Spannung in der Hauptstadt: Koalitionsverhandlungen von Union und SPD angelaufen
Nach der Bundestagswahl haben die Union und die SPD damit begonnen, formelle Koalitionsverhandlungen zu führen, um eine neue Regierung zu bilden. Am Abend trafen sich die 19 Hauptverhandler von CDU, CSU und SPD mit den Vorsitzenden der 16 Arbeitsgruppen, um den Prozess in der Berliner CDU-Zentrale zu starten.
Die Arbeitsgruppen, bestehend aus jeweils 16 Mitgliedern, haben die Aufgabe, bis zum 24. März Entwürfe für den Koalitionsvertrag zu entwickeln. Grundlage hierfür ist ein elfseitiges Eckpunktepapier, auf das sich beide Parteien zuvor geeinigt hatten.
Die Verhandlungen finden unter komplexen Bedingungen statt. Ein entscheidender Kompromiss aus den vorangegangenen Sondierungen wird momentan noch von den Grünen blockiert. Deren Unterstützung ist jedoch notwendig, um das im Bundestag zur Abstimmung stehende milliardenschwere Finanzpaket für Verteidigung und Infrastruktur durchzubringen, für das eine Zweidrittelmehrheit erforderlich ist.
Kurz vor Start der Koalitionsgespräche legten Union und SPD im Parlament die notwendigen Grundgesetzänderungen vor. CDU-Chef Friedrich Merz machte den Grünen das Angebot, Teile des geplanten 500-Milliarden-Euro-Infrastruktur-Fonds in Klimaschutz zu investieren und die Schuldenbremse in weiteren Bereichen zu lockern.

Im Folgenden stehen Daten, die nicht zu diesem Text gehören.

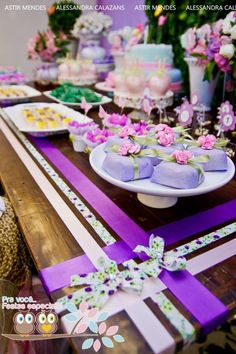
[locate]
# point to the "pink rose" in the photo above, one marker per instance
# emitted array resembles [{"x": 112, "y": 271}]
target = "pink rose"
[
  {"x": 128, "y": 148},
  {"x": 163, "y": 127},
  {"x": 190, "y": 39},
  {"x": 222, "y": 63},
  {"x": 134, "y": 149},
  {"x": 126, "y": 131},
  {"x": 182, "y": 156},
  {"x": 162, "y": 20},
  {"x": 165, "y": 139},
  {"x": 207, "y": 142},
  {"x": 200, "y": 49},
  {"x": 124, "y": 148}
]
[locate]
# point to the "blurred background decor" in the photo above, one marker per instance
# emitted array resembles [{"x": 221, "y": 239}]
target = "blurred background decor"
[
  {"x": 48, "y": 47},
  {"x": 166, "y": 26},
  {"x": 63, "y": 21}
]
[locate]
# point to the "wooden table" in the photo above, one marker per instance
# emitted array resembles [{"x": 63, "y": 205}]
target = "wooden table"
[{"x": 50, "y": 242}]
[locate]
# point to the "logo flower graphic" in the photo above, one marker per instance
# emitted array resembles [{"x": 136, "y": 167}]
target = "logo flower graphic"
[{"x": 90, "y": 318}]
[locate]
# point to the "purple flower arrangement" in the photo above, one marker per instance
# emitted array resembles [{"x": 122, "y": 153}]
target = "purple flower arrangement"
[{"x": 213, "y": 45}]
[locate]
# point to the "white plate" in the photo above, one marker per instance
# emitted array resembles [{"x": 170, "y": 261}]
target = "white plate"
[
  {"x": 16, "y": 116},
  {"x": 104, "y": 100},
  {"x": 103, "y": 87},
  {"x": 149, "y": 193},
  {"x": 31, "y": 92}
]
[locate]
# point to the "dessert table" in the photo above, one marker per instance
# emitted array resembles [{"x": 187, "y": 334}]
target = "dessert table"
[{"x": 54, "y": 216}]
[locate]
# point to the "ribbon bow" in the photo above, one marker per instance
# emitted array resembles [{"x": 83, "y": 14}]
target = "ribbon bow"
[
  {"x": 108, "y": 280},
  {"x": 158, "y": 260}
]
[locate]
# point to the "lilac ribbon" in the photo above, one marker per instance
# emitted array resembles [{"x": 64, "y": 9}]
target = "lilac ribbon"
[
  {"x": 203, "y": 305},
  {"x": 209, "y": 311}
]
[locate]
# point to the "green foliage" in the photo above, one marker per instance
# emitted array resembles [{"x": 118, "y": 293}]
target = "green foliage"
[
  {"x": 178, "y": 21},
  {"x": 62, "y": 20}
]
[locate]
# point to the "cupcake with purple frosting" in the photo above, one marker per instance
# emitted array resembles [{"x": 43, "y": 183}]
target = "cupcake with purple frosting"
[{"x": 77, "y": 130}]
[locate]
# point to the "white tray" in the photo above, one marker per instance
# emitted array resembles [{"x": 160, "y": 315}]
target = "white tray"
[
  {"x": 104, "y": 100},
  {"x": 16, "y": 116},
  {"x": 102, "y": 86},
  {"x": 156, "y": 195},
  {"x": 31, "y": 92},
  {"x": 133, "y": 101}
]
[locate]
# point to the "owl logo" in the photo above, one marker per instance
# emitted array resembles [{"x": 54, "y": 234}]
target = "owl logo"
[
  {"x": 46, "y": 323},
  {"x": 24, "y": 323}
]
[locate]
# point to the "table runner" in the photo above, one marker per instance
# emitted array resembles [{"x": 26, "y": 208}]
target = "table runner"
[{"x": 118, "y": 220}]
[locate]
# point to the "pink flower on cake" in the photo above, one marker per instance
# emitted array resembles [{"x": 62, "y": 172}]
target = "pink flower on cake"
[
  {"x": 182, "y": 157},
  {"x": 128, "y": 148},
  {"x": 116, "y": 119},
  {"x": 165, "y": 139},
  {"x": 97, "y": 136},
  {"x": 102, "y": 113},
  {"x": 163, "y": 128},
  {"x": 207, "y": 142},
  {"x": 126, "y": 131},
  {"x": 85, "y": 105},
  {"x": 141, "y": 128},
  {"x": 162, "y": 20}
]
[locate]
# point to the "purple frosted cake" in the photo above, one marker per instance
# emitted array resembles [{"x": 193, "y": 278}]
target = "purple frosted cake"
[
  {"x": 218, "y": 158},
  {"x": 181, "y": 172},
  {"x": 122, "y": 167},
  {"x": 177, "y": 176},
  {"x": 114, "y": 140}
]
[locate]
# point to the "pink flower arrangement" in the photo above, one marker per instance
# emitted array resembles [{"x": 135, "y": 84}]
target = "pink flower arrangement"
[
  {"x": 126, "y": 131},
  {"x": 129, "y": 148},
  {"x": 182, "y": 157},
  {"x": 97, "y": 136},
  {"x": 164, "y": 134},
  {"x": 140, "y": 128},
  {"x": 162, "y": 20},
  {"x": 207, "y": 142},
  {"x": 77, "y": 128},
  {"x": 46, "y": 46},
  {"x": 163, "y": 128},
  {"x": 116, "y": 120},
  {"x": 213, "y": 45},
  {"x": 165, "y": 139}
]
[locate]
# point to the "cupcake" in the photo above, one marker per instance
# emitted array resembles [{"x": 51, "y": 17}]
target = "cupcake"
[
  {"x": 77, "y": 130},
  {"x": 114, "y": 122},
  {"x": 97, "y": 136}
]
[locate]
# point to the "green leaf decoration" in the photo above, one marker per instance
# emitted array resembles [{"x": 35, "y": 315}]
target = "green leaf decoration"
[
  {"x": 70, "y": 317},
  {"x": 87, "y": 343},
  {"x": 107, "y": 342},
  {"x": 103, "y": 316},
  {"x": 71, "y": 307},
  {"x": 93, "y": 326},
  {"x": 118, "y": 338}
]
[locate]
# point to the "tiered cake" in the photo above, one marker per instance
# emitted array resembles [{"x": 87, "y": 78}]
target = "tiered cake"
[
  {"x": 77, "y": 72},
  {"x": 146, "y": 66}
]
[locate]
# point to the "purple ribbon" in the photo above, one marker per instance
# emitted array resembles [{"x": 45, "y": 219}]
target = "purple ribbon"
[
  {"x": 204, "y": 306},
  {"x": 120, "y": 252},
  {"x": 209, "y": 311}
]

Trotz der Aussicht auf Fortschritte sowohl in der Verteidigung als auch in der Wirtschaft und dem Klimaschutz stießen diese Vorschläge bei den Grünen auf Ablehnung. Themen wie Migration, Haushaltsfragen, Steuerreformen und Verteidigung verlangen weiterhin nach intensiven Verhandlungen und bergen Konfliktpotenzial.
Besonders der Kompromiss bei der Zurückweisung von Asylbewerbern an den Grenzen sorgt für Kontroversen, da die Union und SPD unterschiedliche Interpretationen des Bedarfs an europäischer Konsensfindung haben. CSU-Chef Markus Söder bleibt zuversichtlich, dass eine Einigung erreichbar ist, während SPD-Innenexperte Dirk Wiese vor einem „steinigen Weg“ warnt und den bisherigen Umgang der Union mit den Grünen kritisiert.
Söder und Wiese unterstreichen die Bedeutung der Sondierungen als Basis für konstruktive Gespräche mit den Grünen. Ein striktes Kommunikationsverbot wurde den Mitgliedern der Arbeitsgruppen auferlegt, sodass keine Zwischenergebnisse oder Statements nach außen dringen.
Abschließend entscheiden die Parteichefs über die Vorschläge, bevor der finale Koalitionsvertrag den zuständigen Parteigremien vorgelegt wird. Die SPD plant zusätzlich eine Befragung ihrer Mitglieder.